Thread: random backend crashes - how to debug ( Is crash dump handler released ? )

random backend crashes - how to debug ( Is crash dump handler released ? )

From
BangarRaju Vadapalli
Date:

Hi Everybody,

 

      We are using PostGRE 8.4 version and experiencing random backend crashes. We have enabled logging and are able to see some logging happening in pg_log directory but not of much use. Here are the logs.

 

   2011-06-14 18:06:04 IST WARNING:  terminating connection because of crash of another server process

2011-06-14 18:06:04 IST DETAIL:  The postmaster has commanded this server process to roll back the current transaction and exit, because another server process exited abnormally and possibly corrupted shared memory.

2011-06-14 18:06:04 IST HINT:  In a moment you should be able to reconnect to the database and repeat your command.

2011-06-14 18:06:04 IST WARNING:  terminating connection because of crash of another server process

2011-06-14 18:06:04 IST DETAIL:  The postmaster has commanded this server process to roll back the current transaction and exit, because another server process exited abnormally and possibly corrupted shared memory.

2011-06-14 18:06:04 IST HINT:  In a moment you should be able to reconnect to the database and repeat your command.

2011-06-14 18:06:04 IST WARNING:  terminating connection because of crash of another server process

2011-06-14 18:06:04 IST DETAIL:  The postmaster has commanded this server process to roll back the current transaction and exit, because another server process exited abnormally and possibly corrupted shared memory.
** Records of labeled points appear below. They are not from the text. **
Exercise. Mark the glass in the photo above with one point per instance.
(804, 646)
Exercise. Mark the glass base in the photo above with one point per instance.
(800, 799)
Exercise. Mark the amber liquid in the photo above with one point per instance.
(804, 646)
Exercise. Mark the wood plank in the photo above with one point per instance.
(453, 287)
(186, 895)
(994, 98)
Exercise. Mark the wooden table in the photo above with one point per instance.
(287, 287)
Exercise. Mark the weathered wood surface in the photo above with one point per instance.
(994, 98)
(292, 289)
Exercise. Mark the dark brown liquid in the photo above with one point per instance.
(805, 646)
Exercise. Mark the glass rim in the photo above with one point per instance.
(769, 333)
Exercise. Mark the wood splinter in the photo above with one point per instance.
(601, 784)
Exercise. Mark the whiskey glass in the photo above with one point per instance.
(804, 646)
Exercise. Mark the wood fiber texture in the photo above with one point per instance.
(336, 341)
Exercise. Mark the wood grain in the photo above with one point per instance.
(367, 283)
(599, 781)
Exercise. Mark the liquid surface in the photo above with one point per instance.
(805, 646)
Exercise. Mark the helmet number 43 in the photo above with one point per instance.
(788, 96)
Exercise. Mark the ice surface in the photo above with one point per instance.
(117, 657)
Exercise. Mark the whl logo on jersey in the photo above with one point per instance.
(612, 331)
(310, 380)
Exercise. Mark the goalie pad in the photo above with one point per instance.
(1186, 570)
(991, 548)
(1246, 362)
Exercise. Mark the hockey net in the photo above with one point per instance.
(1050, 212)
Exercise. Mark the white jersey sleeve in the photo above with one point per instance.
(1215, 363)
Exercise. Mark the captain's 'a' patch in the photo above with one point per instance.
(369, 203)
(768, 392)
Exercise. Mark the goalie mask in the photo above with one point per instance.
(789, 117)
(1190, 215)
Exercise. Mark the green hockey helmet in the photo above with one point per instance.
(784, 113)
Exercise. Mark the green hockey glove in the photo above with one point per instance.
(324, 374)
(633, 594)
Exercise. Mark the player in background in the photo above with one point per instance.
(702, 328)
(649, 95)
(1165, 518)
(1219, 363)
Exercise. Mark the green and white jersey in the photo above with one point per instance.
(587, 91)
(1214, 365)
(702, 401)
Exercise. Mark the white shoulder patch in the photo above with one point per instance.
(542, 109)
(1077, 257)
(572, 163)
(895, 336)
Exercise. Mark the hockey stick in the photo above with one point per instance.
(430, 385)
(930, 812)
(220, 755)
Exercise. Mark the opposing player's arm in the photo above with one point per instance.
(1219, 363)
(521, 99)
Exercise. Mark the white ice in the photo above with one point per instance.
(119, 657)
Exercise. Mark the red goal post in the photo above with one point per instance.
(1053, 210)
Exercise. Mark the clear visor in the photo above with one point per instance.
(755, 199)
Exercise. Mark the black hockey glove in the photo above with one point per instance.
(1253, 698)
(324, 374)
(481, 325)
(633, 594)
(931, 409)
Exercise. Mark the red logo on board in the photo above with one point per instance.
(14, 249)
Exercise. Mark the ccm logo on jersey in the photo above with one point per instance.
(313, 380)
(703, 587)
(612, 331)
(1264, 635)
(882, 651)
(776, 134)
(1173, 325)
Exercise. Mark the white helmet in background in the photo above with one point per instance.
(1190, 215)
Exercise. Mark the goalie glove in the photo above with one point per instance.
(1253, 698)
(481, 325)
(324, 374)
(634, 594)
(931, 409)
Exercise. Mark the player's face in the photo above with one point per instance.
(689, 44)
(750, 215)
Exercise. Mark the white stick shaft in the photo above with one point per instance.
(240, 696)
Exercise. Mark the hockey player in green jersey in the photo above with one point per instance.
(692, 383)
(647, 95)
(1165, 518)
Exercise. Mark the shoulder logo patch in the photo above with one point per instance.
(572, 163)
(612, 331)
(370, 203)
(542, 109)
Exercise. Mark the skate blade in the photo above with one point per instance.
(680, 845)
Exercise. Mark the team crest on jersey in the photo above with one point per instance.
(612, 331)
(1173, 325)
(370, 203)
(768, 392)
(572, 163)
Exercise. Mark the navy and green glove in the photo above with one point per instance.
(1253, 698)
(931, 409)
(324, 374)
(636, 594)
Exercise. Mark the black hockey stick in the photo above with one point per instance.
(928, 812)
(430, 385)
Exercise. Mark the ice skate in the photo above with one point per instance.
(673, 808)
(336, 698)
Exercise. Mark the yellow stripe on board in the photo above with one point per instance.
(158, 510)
2011-06-14 18:06:04 IST HINT:  In a moment you should be able to reconnect to the database and repeat your command.

2011-06-14 18:06:04 IST WARNING:  terminating connection because of crash of another server process

2011-06-14 18:06:04 IST DETAIL:  The postmaster has commanded this server process to roll back the current transaction and exit, because another server process exited abnormally and possibly corrupted shared memory.

 

  I searched online and found crash dump handler idea has been proposed and patch for that has already been released if I am not wrong. Could anyone please detail the steps to install crash dump handler in windows? Also could you please help me with the ways to debug the crashes happening as shown above.

 

Thanks,

Bangar Raju

 

 

Re: random backend crashes - how to debug ( Is crash dump handler released ? )

From
Merlin Moncure
Date:
On Tue, Jun 14, 2011 at 9:26 AM, BangarRaju Vadapalli
<BangarRaju.Vadapalli@infor.com> wrote:
> Hi Everybody,
>
>
>
>       We are using PostGRE 8.4 version and experiencing random backend
> crashes. We have enabled logging and are able to see some logging happening
> in pg_log directory but not of much use. Here are the logs.
>
>
>
>    2011-06-14 18:06:04 IST WARNING:  terminating connection because of crash
> of another server process
>
> 2011-06-14 18:06:04 IST DETAIL:  The postmaster has commanded this server
> process to roll back the current transaction and exit, because another
> server process exited abnormally and possibly corrupted shared memory.
>
> 2011-06-14 18:06:04 IST HINT:  In a moment you should be able to reconnect
> to the database and repeat your command.
>
> 2011-06-14 18:06:04 IST WARNING:  terminating connection because of crash of
> another server process
>
> 2011-06-14 18:06:04 IST DETAIL:  The postmaster has commanded this server
> process to roll back the current transaction and exit, because another
> server process exited abnormally and possibly corrupted shared memory.
>
> 2011-06-14 18:06:04 IST HINT:  In a moment you should be able to reconnect
> to the database and repeat your command.
>
> 2011-06-14 18:06:04 IST WARNING:  terminating connection because of crash of
> another server process
>
> 2011-06-14 18:06:04 IST DETAIL:  The postmaster has commanded this server
> process to roll back the current transaction and exit, because another
> server process exited abnormally and possibly corrupted shared memory.
>
> 2011-06-14 18:06:04 IST HINT:  In a moment you should be able to reconnect
> to the database and repeat your command.
>
> 2011-06-14 18:06:04 IST WARNING:  terminating connection because of crash of
> another server process
>
> 2011-06-14 18:06:04 IST DETAIL:  The postmaster has commanded this server
> process to roll back the current transaction and exit, because another
> server process exited abnormally and possibly corrupted shared memory.
>
>
>
>   I searched online and found crash dump handler idea has been proposed and
> patch for that has already been released if I am not wrong. Could anyone
> please detail the steps to install crash dump handler in windows? Also could
> you please help me with the ways to debug the crashes happening as shown
> above.

right.  well, are you running any third party code?  C functions?
external modules?  Is it practical to log queries from the client? On
the server?

Which exact version of postgres 8.4 are you running?  How often do you
see the crashes?

merlin

On 06/14/2011 10:26 PM, BangarRaju Vadapalli wrote:
> Hi Everybody,
>
> We are using PostGRE 8.4 version and experiencing random backend
> crashes. We have enabled logging and are able to see some logging
> happening in pg_log directory but not of much use. Here are the logs.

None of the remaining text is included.